We didn’t celebrate Halloween because my parents viewed it as a pagan holiday, not as a secular salute to candy and pumpkins. So I didn’t go out trick or treating. Except for one year — I was 9, I think — when I whined enough so they let me dress up last minute as a hobo to get some candy from the half-dozen neighbors we knew.
My parents were not religious zealots, nor the only ones on the block to give Jack O’Lantern the snub. There were real world scares to consider. This was the 1980s, heyday of the hysterics about needing to get your candy x-rayed in case some nut inserted razor blades, later proved an urban legend.
Today I sit out Halloween not because of paganism but because I find the concept of a holiday built on fear as strange.
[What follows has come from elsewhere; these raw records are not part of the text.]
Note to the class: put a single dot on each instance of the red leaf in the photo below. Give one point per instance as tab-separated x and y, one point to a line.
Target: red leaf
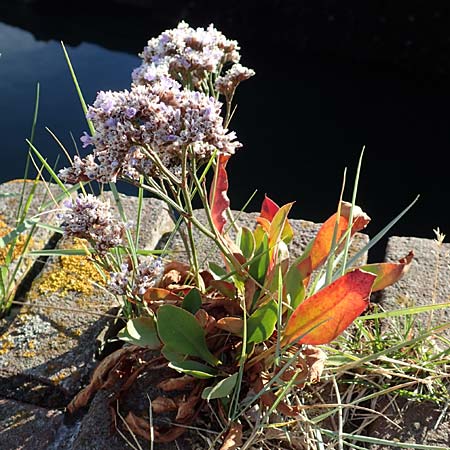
268	209
321	246
218	198
325	315
389	273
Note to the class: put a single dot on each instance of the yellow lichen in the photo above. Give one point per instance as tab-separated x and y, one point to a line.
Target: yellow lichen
72	273
5	345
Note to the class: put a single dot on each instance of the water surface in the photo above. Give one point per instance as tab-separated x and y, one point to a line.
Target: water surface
302	119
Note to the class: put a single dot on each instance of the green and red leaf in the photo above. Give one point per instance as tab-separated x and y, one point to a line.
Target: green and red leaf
268	209
389	273
325	315
218	198
321	246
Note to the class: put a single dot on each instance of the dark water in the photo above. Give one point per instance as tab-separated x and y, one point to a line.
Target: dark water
302	119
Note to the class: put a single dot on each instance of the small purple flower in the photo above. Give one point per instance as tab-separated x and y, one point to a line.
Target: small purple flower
130	112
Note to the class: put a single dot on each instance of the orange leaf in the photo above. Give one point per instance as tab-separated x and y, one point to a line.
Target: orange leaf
321	246
325	315
157	294
218	198
389	273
Can you imagine someone inventing Halloween today, and their pitch was to make a holiday devoted to scary thrills, screams, gore and mayhem?
Yes, there is much innocuous make-believe as well, although once the parties end, there are too many drunk driving monsters on the roads.
Let’s transform Halloween from an annual festival celebrating the creation and consumption of fear, to a day devoted to overcoming fear. What fear can you commit yourself to getting past today? Imagine the energetic shift that would take place, not just for yourself, but the entire world when enough of us focus simultaneously on our inner strengths instead of our outer fears.
Fearing The Great Pumpkin won’t show up doesn’t count.